Lyakishev& Nikolaev (2003) have stated that “electric refining based on the use of iron-bearing scrap and the direct reduction of iron will be the dominant steelmaking technologies by the end of the first half of this century”. This type of steelmaking (scrap based minimill) is Nucor's core process.
As Hamilton states, the use of electric arc furnaces (scrap based minimill) will put any country with a scrap surplus at a competitive advantage. According to Bekaert & al. (2009), there is a stalled growth in the steel industry, mostly related to slowed construction projects in 2008. However, Bekeart & al. (2009) anticipate that the demand and growth for global steel will grow to two billion tons by 2025. According to Helman (2009), Nucor is the most efficient steelmaker in the world, which puts them at a competitive advantage over China, considered the world's highest cost steel producer.
However, in order to defend itself in the world arena, Nucor is poised dead center in the midst of the Cap & Trade political controversy. Nucor's efforts have been pushing the Obama administration to enforce trade agreements. China has been receiving a competitive advantage over US steelmakers due to their illegal trade practices, not being held to the same environmental regulations as manufacturers in the USA, and worst of all, through the manipulation of currencies. Nucor has a very protectionist view and wishes to guard American jobs.
Whereas in previous years (2007-08), Nucor had backlogs of orders to fill, in 2009 their capacity utilization rate fell to only 51% (“Sec”, 2009, p. 2). Therefore, Nucor is highly concerned about the overcapacity of China as the world's largest producer and consumer of steel (“Sec”, 2009, p. 7). Nucor is aware that the “cap and trade” legislation already passed by the House in June 2009, will negatively affect their business is the same bill passes in the US Senate this year.
In addition to the cap & trade greenhouse emissions bill already passed by Congress, Nucor's management is also just as concerned about another recent governmental regulation that will directly impact their production of steel.
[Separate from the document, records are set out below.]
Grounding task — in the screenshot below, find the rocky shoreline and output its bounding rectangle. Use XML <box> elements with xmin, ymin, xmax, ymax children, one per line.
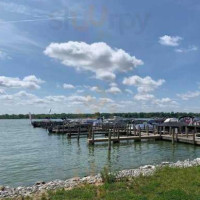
<box><xmin>0</xmin><ymin>158</ymin><xmax>200</xmax><ymax>199</ymax></box>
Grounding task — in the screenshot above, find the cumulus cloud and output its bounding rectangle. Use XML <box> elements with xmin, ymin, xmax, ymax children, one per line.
<box><xmin>123</xmin><ymin>76</ymin><xmax>165</xmax><ymax>93</ymax></box>
<box><xmin>0</xmin><ymin>75</ymin><xmax>44</xmax><ymax>89</ymax></box>
<box><xmin>153</xmin><ymin>97</ymin><xmax>177</xmax><ymax>107</ymax></box>
<box><xmin>0</xmin><ymin>50</ymin><xmax>11</xmax><ymax>60</ymax></box>
<box><xmin>63</xmin><ymin>83</ymin><xmax>75</xmax><ymax>89</ymax></box>
<box><xmin>134</xmin><ymin>94</ymin><xmax>155</xmax><ymax>101</ymax></box>
<box><xmin>106</xmin><ymin>86</ymin><xmax>121</xmax><ymax>94</ymax></box>
<box><xmin>159</xmin><ymin>35</ymin><xmax>183</xmax><ymax>47</ymax></box>
<box><xmin>175</xmin><ymin>45</ymin><xmax>198</xmax><ymax>53</ymax></box>
<box><xmin>177</xmin><ymin>91</ymin><xmax>200</xmax><ymax>100</ymax></box>
<box><xmin>90</xmin><ymin>86</ymin><xmax>103</xmax><ymax>93</ymax></box>
<box><xmin>44</xmin><ymin>41</ymin><xmax>143</xmax><ymax>81</ymax></box>
<box><xmin>125</xmin><ymin>89</ymin><xmax>133</xmax><ymax>94</ymax></box>
<box><xmin>0</xmin><ymin>89</ymin><xmax>5</xmax><ymax>95</ymax></box>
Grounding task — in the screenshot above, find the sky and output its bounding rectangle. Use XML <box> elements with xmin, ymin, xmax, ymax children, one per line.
<box><xmin>0</xmin><ymin>0</ymin><xmax>200</xmax><ymax>114</ymax></box>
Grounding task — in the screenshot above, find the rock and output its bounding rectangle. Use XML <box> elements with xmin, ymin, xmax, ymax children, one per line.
<box><xmin>140</xmin><ymin>165</ymin><xmax>155</xmax><ymax>169</ymax></box>
<box><xmin>0</xmin><ymin>185</ymin><xmax>5</xmax><ymax>191</ymax></box>
<box><xmin>0</xmin><ymin>158</ymin><xmax>200</xmax><ymax>199</ymax></box>
<box><xmin>35</xmin><ymin>181</ymin><xmax>45</xmax><ymax>185</ymax></box>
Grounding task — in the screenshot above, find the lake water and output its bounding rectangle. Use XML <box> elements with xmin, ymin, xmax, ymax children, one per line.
<box><xmin>0</xmin><ymin>120</ymin><xmax>200</xmax><ymax>186</ymax></box>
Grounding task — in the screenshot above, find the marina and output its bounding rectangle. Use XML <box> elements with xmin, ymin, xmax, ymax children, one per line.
<box><xmin>32</xmin><ymin>116</ymin><xmax>200</xmax><ymax>149</ymax></box>
<box><xmin>0</xmin><ymin>120</ymin><xmax>200</xmax><ymax>187</ymax></box>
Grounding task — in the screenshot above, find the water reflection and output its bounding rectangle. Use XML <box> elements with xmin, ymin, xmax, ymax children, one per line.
<box><xmin>0</xmin><ymin>120</ymin><xmax>200</xmax><ymax>186</ymax></box>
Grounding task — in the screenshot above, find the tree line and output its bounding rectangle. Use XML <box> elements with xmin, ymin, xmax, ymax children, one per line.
<box><xmin>0</xmin><ymin>112</ymin><xmax>200</xmax><ymax>119</ymax></box>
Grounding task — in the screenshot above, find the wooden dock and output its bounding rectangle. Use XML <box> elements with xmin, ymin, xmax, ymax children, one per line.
<box><xmin>88</xmin><ymin>134</ymin><xmax>161</xmax><ymax>144</ymax></box>
<box><xmin>88</xmin><ymin>124</ymin><xmax>200</xmax><ymax>149</ymax></box>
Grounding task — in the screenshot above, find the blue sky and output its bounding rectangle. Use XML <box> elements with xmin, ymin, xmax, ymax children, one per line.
<box><xmin>0</xmin><ymin>0</ymin><xmax>200</xmax><ymax>114</ymax></box>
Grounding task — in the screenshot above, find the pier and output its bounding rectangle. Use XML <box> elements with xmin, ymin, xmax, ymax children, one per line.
<box><xmin>33</xmin><ymin>119</ymin><xmax>200</xmax><ymax>149</ymax></box>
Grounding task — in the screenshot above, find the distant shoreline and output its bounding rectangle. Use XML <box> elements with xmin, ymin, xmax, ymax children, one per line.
<box><xmin>0</xmin><ymin>158</ymin><xmax>200</xmax><ymax>199</ymax></box>
<box><xmin>0</xmin><ymin>112</ymin><xmax>200</xmax><ymax>120</ymax></box>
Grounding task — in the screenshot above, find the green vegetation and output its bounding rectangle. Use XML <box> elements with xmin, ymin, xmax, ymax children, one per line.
<box><xmin>0</xmin><ymin>112</ymin><xmax>200</xmax><ymax>119</ymax></box>
<box><xmin>101</xmin><ymin>167</ymin><xmax>116</xmax><ymax>183</ymax></box>
<box><xmin>16</xmin><ymin>167</ymin><xmax>200</xmax><ymax>200</ymax></box>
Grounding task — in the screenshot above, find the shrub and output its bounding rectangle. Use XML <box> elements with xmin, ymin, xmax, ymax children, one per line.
<box><xmin>101</xmin><ymin>167</ymin><xmax>117</xmax><ymax>183</ymax></box>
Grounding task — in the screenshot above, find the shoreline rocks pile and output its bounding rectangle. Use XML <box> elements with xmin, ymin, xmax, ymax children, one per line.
<box><xmin>0</xmin><ymin>158</ymin><xmax>200</xmax><ymax>199</ymax></box>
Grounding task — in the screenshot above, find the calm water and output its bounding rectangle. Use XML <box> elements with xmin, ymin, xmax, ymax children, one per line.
<box><xmin>0</xmin><ymin>120</ymin><xmax>200</xmax><ymax>186</ymax></box>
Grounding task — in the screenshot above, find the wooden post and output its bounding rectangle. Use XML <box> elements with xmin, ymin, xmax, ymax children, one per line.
<box><xmin>163</xmin><ymin>126</ymin><xmax>165</xmax><ymax>135</ymax></box>
<box><xmin>133</xmin><ymin>124</ymin><xmax>137</xmax><ymax>136</ymax></box>
<box><xmin>153</xmin><ymin>125</ymin><xmax>156</xmax><ymax>135</ymax></box>
<box><xmin>146</xmin><ymin>125</ymin><xmax>149</xmax><ymax>136</ymax></box>
<box><xmin>193</xmin><ymin>129</ymin><xmax>197</xmax><ymax>144</ymax></box>
<box><xmin>117</xmin><ymin>127</ymin><xmax>120</xmax><ymax>142</ymax></box>
<box><xmin>78</xmin><ymin>126</ymin><xmax>81</xmax><ymax>140</ymax></box>
<box><xmin>67</xmin><ymin>124</ymin><xmax>71</xmax><ymax>138</ymax></box>
<box><xmin>170</xmin><ymin>127</ymin><xmax>174</xmax><ymax>144</ymax></box>
<box><xmin>169</xmin><ymin>126</ymin><xmax>172</xmax><ymax>135</ymax></box>
<box><xmin>185</xmin><ymin>126</ymin><xmax>188</xmax><ymax>138</ymax></box>
<box><xmin>138</xmin><ymin>126</ymin><xmax>141</xmax><ymax>140</ymax></box>
<box><xmin>92</xmin><ymin>126</ymin><xmax>94</xmax><ymax>144</ymax></box>
<box><xmin>108</xmin><ymin>130</ymin><xmax>111</xmax><ymax>150</ymax></box>
<box><xmin>176</xmin><ymin>127</ymin><xmax>180</xmax><ymax>142</ymax></box>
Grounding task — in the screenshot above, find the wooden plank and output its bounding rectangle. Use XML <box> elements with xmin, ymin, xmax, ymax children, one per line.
<box><xmin>88</xmin><ymin>135</ymin><xmax>160</xmax><ymax>143</ymax></box>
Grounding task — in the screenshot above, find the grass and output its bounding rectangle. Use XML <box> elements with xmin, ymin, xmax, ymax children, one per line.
<box><xmin>9</xmin><ymin>167</ymin><xmax>200</xmax><ymax>200</ymax></box>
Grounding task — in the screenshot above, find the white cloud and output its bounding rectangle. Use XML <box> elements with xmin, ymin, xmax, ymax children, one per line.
<box><xmin>175</xmin><ymin>45</ymin><xmax>198</xmax><ymax>53</ymax></box>
<box><xmin>0</xmin><ymin>50</ymin><xmax>11</xmax><ymax>60</ymax></box>
<box><xmin>0</xmin><ymin>89</ymin><xmax>5</xmax><ymax>95</ymax></box>
<box><xmin>63</xmin><ymin>83</ymin><xmax>75</xmax><ymax>89</ymax></box>
<box><xmin>76</xmin><ymin>90</ymin><xmax>85</xmax><ymax>93</ymax></box>
<box><xmin>123</xmin><ymin>76</ymin><xmax>165</xmax><ymax>93</ymax></box>
<box><xmin>106</xmin><ymin>87</ymin><xmax>121</xmax><ymax>94</ymax></box>
<box><xmin>44</xmin><ymin>41</ymin><xmax>143</xmax><ymax>81</ymax></box>
<box><xmin>67</xmin><ymin>95</ymin><xmax>96</xmax><ymax>103</ymax></box>
<box><xmin>90</xmin><ymin>86</ymin><xmax>103</xmax><ymax>93</ymax></box>
<box><xmin>153</xmin><ymin>97</ymin><xmax>177</xmax><ymax>107</ymax></box>
<box><xmin>134</xmin><ymin>94</ymin><xmax>155</xmax><ymax>101</ymax></box>
<box><xmin>159</xmin><ymin>35</ymin><xmax>183</xmax><ymax>47</ymax></box>
<box><xmin>99</xmin><ymin>98</ymin><xmax>114</xmax><ymax>104</ymax></box>
<box><xmin>125</xmin><ymin>89</ymin><xmax>133</xmax><ymax>94</ymax></box>
<box><xmin>177</xmin><ymin>91</ymin><xmax>200</xmax><ymax>100</ymax></box>
<box><xmin>0</xmin><ymin>75</ymin><xmax>44</xmax><ymax>89</ymax></box>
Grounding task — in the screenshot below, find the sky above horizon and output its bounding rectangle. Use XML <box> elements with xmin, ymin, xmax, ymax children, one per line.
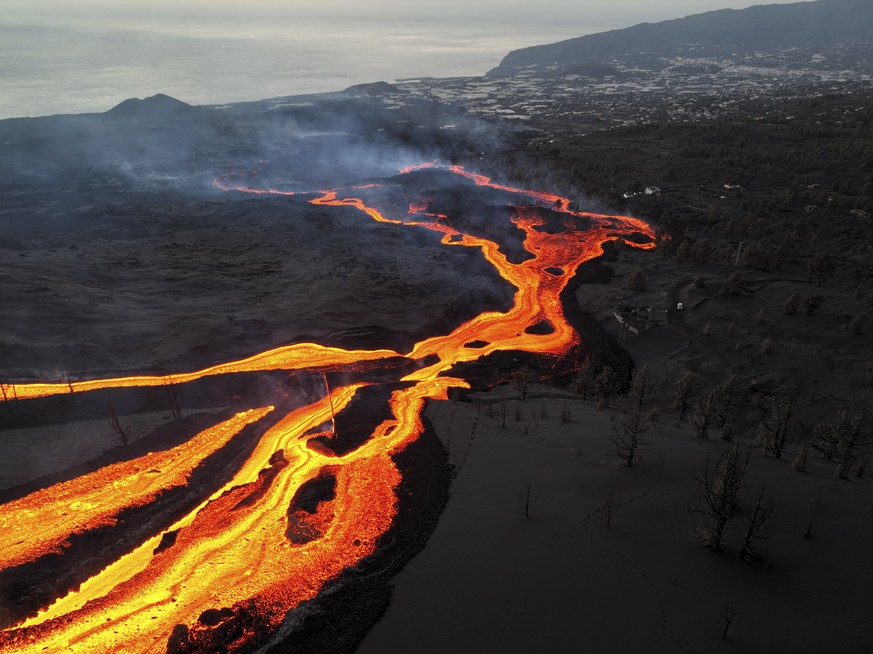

The Corporate Average Fuel Economy (CAFÉ) mileage requirements for new cars and light trucks will take effect in 2011 (“Sec”, 2009, p.12). Since all new cars and trucks must get higher mileage performance, Nucor believes that auto manufacturers will begin reducing steel content, and substitute other materials.
Lyakishev & Nikolaev's statement has now come to ring true: “steel production worldwide is taking place within the context of a worsening economic climate that is exacerbating the environmental and energy crises. From now on, metallurgy will be in stiff competition with the producers of alternative materials (aluminum, plastics, ceramics, and composites)”.
Question 2: Discuss the organizational structure and management philosophy at Nucor.
Nucor is divided into two segments: steel mills (four divisions) and steel products (five divisions). Nucor became a highly focused steel producer in 1971 and went ...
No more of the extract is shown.